What Helen and Annie are doing, throughout the film, is fingerspelling -- spelling out each word. The hand positions they are using for each letter look the same as the modern ones, to me.
However, it's not what most people who sign are using these days. In American Sign Language (ASL), there are single signs (hand positions and/or movements, often matched with facial expressions) for whole words, and even concepts. Only the things that have no single sign (often proper nouns) get spelled out.
For the sentence "I'll visit my mother in Altoona" the only thing that would be spelled out letter by letter is "Altoona."
So, Annie and Helen would have been using a single gesture each for:
doll - http://www.lifeprint.com/asl101/pages-signs/d/doll.htm
tree - http://www.lifeprint.com/asl101/pages-signs/t/tree.htm
teacher - http://www.lifeprint.com/asl101/pages-signs/t/teacher.htm
etc.
Grammar and word order are often different from spoken English. And, as with any language use, there are puns, "accents," slang expressions, professional jargon shortcuts, nicknames, and disagreements about what is correct!

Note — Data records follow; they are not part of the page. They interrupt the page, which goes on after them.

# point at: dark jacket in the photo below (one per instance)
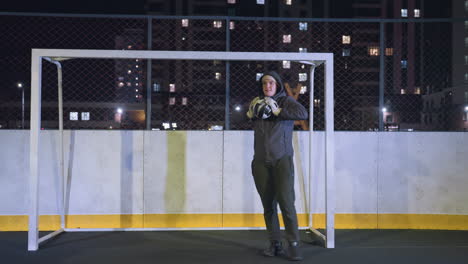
(273, 136)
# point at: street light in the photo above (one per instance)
(21, 86)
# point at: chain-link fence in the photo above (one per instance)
(389, 75)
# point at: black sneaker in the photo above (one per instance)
(294, 252)
(275, 249)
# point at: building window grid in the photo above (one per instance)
(303, 26)
(388, 51)
(217, 24)
(404, 12)
(373, 50)
(346, 39)
(417, 13)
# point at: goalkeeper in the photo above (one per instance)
(272, 165)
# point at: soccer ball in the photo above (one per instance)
(262, 110)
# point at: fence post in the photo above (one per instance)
(149, 74)
(381, 75)
(227, 118)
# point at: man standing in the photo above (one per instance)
(272, 165)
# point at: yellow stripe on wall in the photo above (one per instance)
(342, 221)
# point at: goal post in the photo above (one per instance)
(56, 55)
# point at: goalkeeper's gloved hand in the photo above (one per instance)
(273, 105)
(250, 113)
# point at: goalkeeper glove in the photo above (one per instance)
(273, 105)
(250, 113)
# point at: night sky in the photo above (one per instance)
(134, 7)
(79, 7)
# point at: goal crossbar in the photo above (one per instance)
(56, 55)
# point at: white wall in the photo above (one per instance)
(136, 172)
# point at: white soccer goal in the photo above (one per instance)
(56, 55)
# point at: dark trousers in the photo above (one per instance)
(275, 185)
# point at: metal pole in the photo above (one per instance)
(149, 75)
(381, 75)
(35, 124)
(22, 106)
(227, 116)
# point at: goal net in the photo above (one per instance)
(171, 90)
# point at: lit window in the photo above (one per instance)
(316, 102)
(373, 50)
(346, 39)
(258, 76)
(346, 52)
(73, 116)
(217, 24)
(404, 64)
(303, 90)
(303, 26)
(302, 77)
(389, 51)
(404, 12)
(156, 87)
(85, 116)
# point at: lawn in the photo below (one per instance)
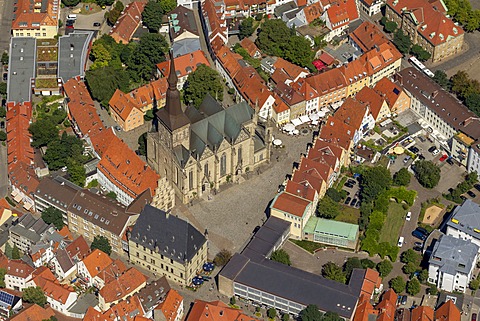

I imagine things differ in other countries - I just know the English alphabet and a bit of ASL.
If you want to see signing that is more like contemporary use (I think it's essentially ASL, with fingerspelling only when needed) in an older film, watch Johnny Belinda. And, in just about any newer American film in which people sign, you'll be likely to see much more ASL and very little fingerspelling.